DfT made decisions that ‘lack common sense’ – NAO

The Department for Transport made major rail project decisions that lacked common sense and used unrealistic analysis, according to a new report from the National Audit Office (NAO).

The NAO report, released today, says that the DfT did not query why its original analysis that HS2 would bring £2.40 benefit for every £1 spent was higher than for other projects.

It was only later that the DfT identified that errors meant some benefits had been counted twice and the ratio has now been changed to a benefit of £1.40 for every £1 spent.

A simple ‘sense-check’ would have shown that this was far higher than for other project, according to the report.

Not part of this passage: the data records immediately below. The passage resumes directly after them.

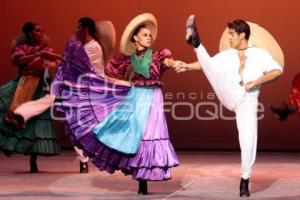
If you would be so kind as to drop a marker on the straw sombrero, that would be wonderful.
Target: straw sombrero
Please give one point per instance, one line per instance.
(107, 38)
(259, 37)
(21, 39)
(147, 19)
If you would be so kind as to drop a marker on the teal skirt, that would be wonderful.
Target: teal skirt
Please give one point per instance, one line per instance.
(39, 137)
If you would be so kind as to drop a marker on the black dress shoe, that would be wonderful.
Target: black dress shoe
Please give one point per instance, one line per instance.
(84, 167)
(192, 36)
(244, 190)
(143, 188)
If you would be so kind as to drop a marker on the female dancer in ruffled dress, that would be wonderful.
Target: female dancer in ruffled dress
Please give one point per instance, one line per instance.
(120, 125)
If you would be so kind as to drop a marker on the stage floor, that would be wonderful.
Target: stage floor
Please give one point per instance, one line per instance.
(201, 175)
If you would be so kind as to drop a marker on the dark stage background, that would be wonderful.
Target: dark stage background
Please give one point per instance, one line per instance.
(194, 118)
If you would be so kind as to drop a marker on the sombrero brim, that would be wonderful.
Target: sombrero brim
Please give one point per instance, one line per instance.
(259, 37)
(21, 39)
(126, 45)
(107, 38)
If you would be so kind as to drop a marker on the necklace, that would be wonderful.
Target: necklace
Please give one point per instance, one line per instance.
(141, 65)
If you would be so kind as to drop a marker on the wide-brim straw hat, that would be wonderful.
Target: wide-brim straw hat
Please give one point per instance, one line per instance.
(259, 37)
(106, 35)
(22, 39)
(127, 47)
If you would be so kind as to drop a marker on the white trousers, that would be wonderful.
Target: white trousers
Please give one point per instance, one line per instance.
(33, 108)
(235, 98)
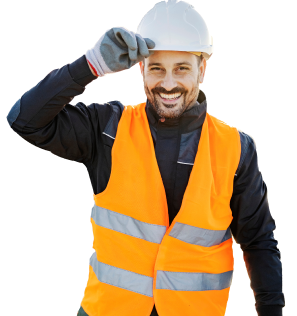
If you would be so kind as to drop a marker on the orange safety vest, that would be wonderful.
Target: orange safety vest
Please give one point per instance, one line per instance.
(139, 260)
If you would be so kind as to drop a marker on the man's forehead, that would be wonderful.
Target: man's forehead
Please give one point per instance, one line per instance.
(171, 57)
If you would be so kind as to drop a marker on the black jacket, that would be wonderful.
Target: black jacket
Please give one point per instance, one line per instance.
(45, 118)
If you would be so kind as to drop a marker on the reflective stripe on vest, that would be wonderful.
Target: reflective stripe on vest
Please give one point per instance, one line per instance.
(139, 261)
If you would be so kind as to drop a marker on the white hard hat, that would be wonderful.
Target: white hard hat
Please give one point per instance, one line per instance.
(176, 26)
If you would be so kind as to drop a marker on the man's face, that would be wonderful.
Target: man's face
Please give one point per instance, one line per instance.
(175, 73)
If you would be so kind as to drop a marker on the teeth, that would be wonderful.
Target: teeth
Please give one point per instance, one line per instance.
(170, 96)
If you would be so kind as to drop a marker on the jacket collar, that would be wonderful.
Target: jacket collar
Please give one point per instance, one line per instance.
(190, 120)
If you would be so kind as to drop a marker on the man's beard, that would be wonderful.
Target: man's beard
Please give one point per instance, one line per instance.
(189, 100)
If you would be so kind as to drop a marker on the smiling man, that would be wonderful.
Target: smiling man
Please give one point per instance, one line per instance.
(173, 185)
(171, 81)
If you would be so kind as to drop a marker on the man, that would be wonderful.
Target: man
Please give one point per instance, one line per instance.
(170, 181)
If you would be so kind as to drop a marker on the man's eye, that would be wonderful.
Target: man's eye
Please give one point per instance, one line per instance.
(178, 68)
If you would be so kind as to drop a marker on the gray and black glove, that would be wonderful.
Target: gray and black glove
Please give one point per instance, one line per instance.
(118, 49)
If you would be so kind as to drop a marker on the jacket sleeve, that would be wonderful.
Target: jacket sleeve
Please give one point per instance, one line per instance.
(253, 230)
(44, 117)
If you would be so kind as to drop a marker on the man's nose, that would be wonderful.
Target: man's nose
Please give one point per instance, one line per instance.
(168, 83)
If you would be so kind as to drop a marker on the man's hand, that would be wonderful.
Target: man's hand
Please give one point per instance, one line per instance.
(118, 49)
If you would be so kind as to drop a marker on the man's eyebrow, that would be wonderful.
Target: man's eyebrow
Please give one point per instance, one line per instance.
(177, 64)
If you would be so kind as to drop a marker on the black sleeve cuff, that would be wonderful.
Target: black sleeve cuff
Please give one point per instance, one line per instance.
(270, 310)
(80, 72)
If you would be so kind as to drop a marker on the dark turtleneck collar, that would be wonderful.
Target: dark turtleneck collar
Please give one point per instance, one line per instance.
(190, 119)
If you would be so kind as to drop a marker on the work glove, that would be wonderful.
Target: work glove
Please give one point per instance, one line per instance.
(118, 49)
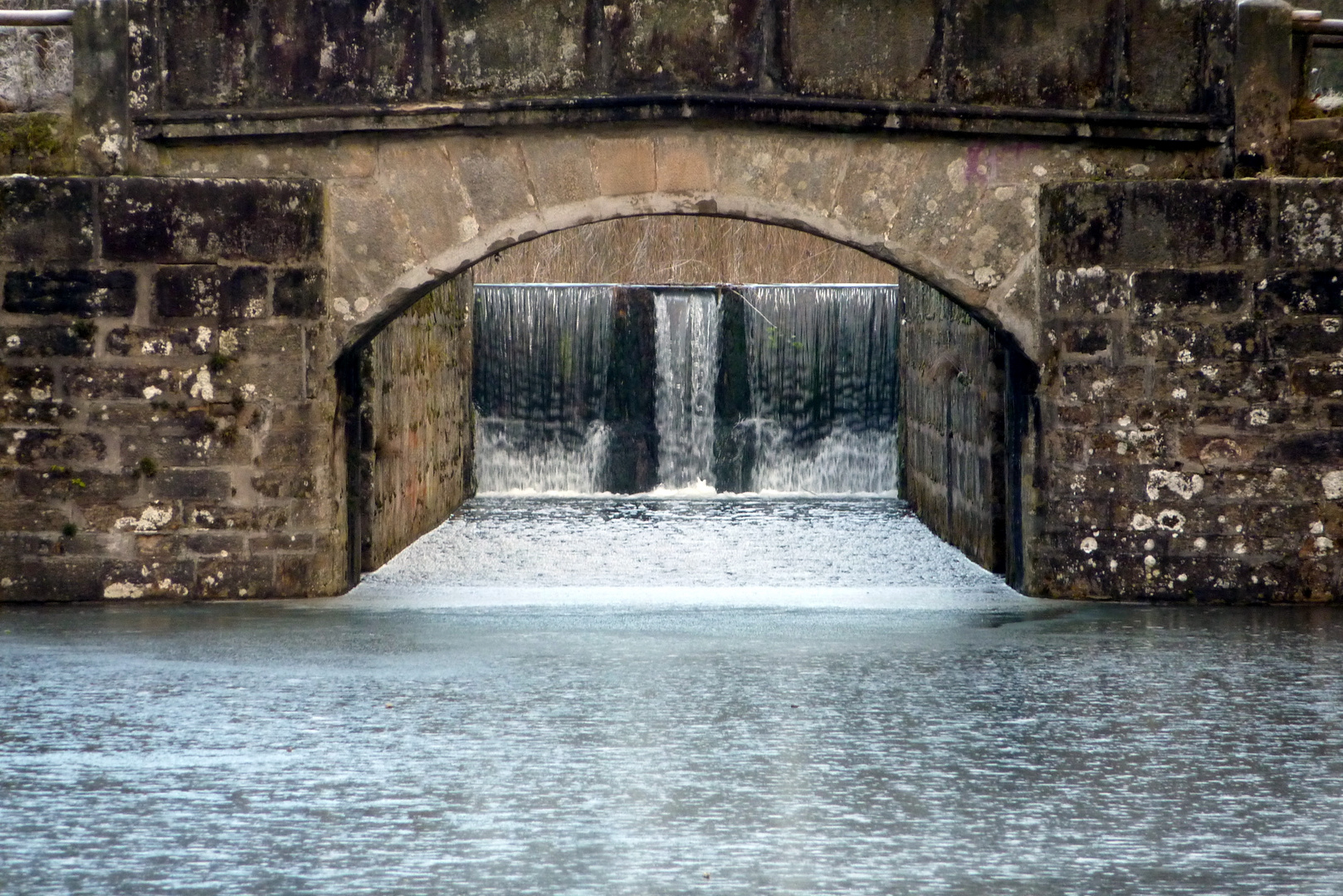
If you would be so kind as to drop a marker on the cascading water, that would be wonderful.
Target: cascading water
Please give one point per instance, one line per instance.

The report said the DfT "does not always recognise the limitations of its analysis nor scrutinise outputs to make sure they make sense".

It adds: "This means that its analysis has been open to challenge and, in some cases, decisions have been made using unrealistic analysis."

The report is the result of an NAO review of five major rail projects sponsored by the Department for Transport since 1998: HS1, HS2, the West Coast Main Line upgrade, Thameslink and Crossrail.

Their report said the DfT was “slow to take into account potentially-significant changes to passenger behaviour in its initial economic analysis for HS2”. This included taking account of people working productively on trains rather than dismissing it as wasted time.

But the transport department has subsequently “revised its business case to include new evidence on the value of business travellers' time and has a programme of further research to understand how passenger behaviour has changed now that new technology is available, such as laptops, tablets and internet connections on trains”.

The report went on: “On HS2 there remains uncertainty as to how much private sector contribution the Treasury is seeking and for which elements it would wish others to pay.

“The department needs a better understanding of the wider benefits transport investment brings, through evaluation, to negotiate larger contributions for future programmes.”

According to the NAO programme management capacity and skills need to be developed at the DfT. It pointed out that on the Crossrail scheme the department did not secure all the contributions it initially expected and it might have to contribute an extra £160m.

Mick Cash, general secretary of RMT, said: "Due to the continuing shambles at the DfT, and a chronic shortage of core in-house skills, a whole army of consultants, analysts, accountants and other private operators are making a killing out of essential rail projects that are absolutely key to meeting the continuing surge in demand for rail travel.

"From delays to upgrades and electrification, the chaotic approach to urgent fleet replacement and the general slow progress which make the words 'high speed' sound like a sick joke, Britain's railways have been left in the slow lane while other parts of Europe race ahead."

A Department for Transport spokesperson said: "We welcome the NAO's findings about improvements in our sponsorship of major rail infrastructure programmes as part of our long-term economic plan.

"There are no new findings in this report. Our own checking processes uncovered these errors a number of years ago. We have been completely open about these and included them in the revised economic case for HS2, which is robust."